Hi! Thanks for such an excellent software. But I have some doubts on the dataprep of Arabidopsis, maybe they are not considered problems. The generated data.json file shows this data. {"AT1G64460.1":{"21":{"ACTTT":[NaN,NaN]},"22":{"CTTTG":[NaN,NaN]},"23":{"TTTGC":[NaN,NaN]},"24":{"TTGCC":[NaN,NaN]},"25":{"TGCCT":[NaN]},"26":{"GCCTT":[NaN,NaN]},"27":{"CCTTT":[NaN,NaN]},"28":{"CTTTC":[NaN,NaN]},"29":{"TTTCT":[NaN,NaN]} And the whole document is like this. I would like to know if this is correct and if it will have an impact on the next analysis. Here are the commands I used. gtf:Arabidopsis_thaliana.TAIR10.52.gtf fasta:Arabidopsis_thaliana.TAIR10.cdna.all.fa xpore dataprep --eventalign reads-ref.eventalign.txt --out_dir arabidopsis_transcriptome_dataprep --n_processes 32 nanopolish eventalign --reads reads.fasta --bam reads-ref.sorted.bam --genome /Arabidopsis_thaliana.TAIR10.cdna.all.fa --scale-events > reads-ref.eventalign.txt Here are the first ten lines of this file, reads-ref.mentalign.txt contig position reference_kmer read_index strand event_index event_level_mean event_stdv event_length model_kmer model_mean model_stdv standardized_level AT5G26800.1 54 CCGAG 0 t 3 94.57 3.734 0.00432 CCGAG 95.86 3.99 -0.27 AT5G26800.1 54 CCGAG 0 t 4 92.50 2.848 0.00266 CCGAG 95.86 3.99 -0.71 AT5G26800.1 54 CCGAG 0 t 5 96.28 3.657 0.00498 CCGAG 95.86 3.99 0.09 AT5G26800.1 55 CGAGG 0 t 6 111.03 9.270 0.00730 CGAGG 111.04 5.69 -0.00 AT5G26800.1 56 GAGGA 0 t 7 121.67 5.279 0.00232 GAGGA 112.67 7.84 0.97 AT5G26800.1 57 AGGAA 0 t 8 109.18 7.980 0.00332 AGGAA 117.46 3.17 -2.22 AT5G26800.1 58 GGAAA 0 t 9 121.25 8.279 0.01096 GGAAA 121.47 5.56 -0.03 AT5G26800.1 59 GAAAA 0 t 10 106.17 1.483 0.00465 GAAAA 106.42 2.68 -0.08 AT5G26800.1 60 AAAAG 0 t 11 103.29 2.825 0.00531 AAAAG 101.72 2.68 0.50 I hope to get your answer and thank you for answering my question in your busy schedule.

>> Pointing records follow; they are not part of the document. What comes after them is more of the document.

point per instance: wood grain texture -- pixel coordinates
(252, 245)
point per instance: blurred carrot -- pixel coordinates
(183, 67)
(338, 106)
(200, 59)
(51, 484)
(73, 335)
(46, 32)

yuukiiwa commented 2 years ago

Hi @Tako-liu,

You will have to rerun nanopolish eventalign with --signal-index included. Here is the example command from xpore's documentations:

nanopolish eventalign --reads <PATH/TO/FASTQ_FILE> \
--bam <PATH/TO/BAM_FILE> \
--genome <PATH/TO/FASTA_FILE> \
--signal-index \
--scale-events \
--summary <PATH/TO/summary.txt> \
--threads 32 > <PATH/TO/eventalign.txt>

Thanks!

Best wishes, Yuk Kei

Tako-liu commented 2 years ago

Hi @yuukiiwa,

Your advice works! Thanks for the help!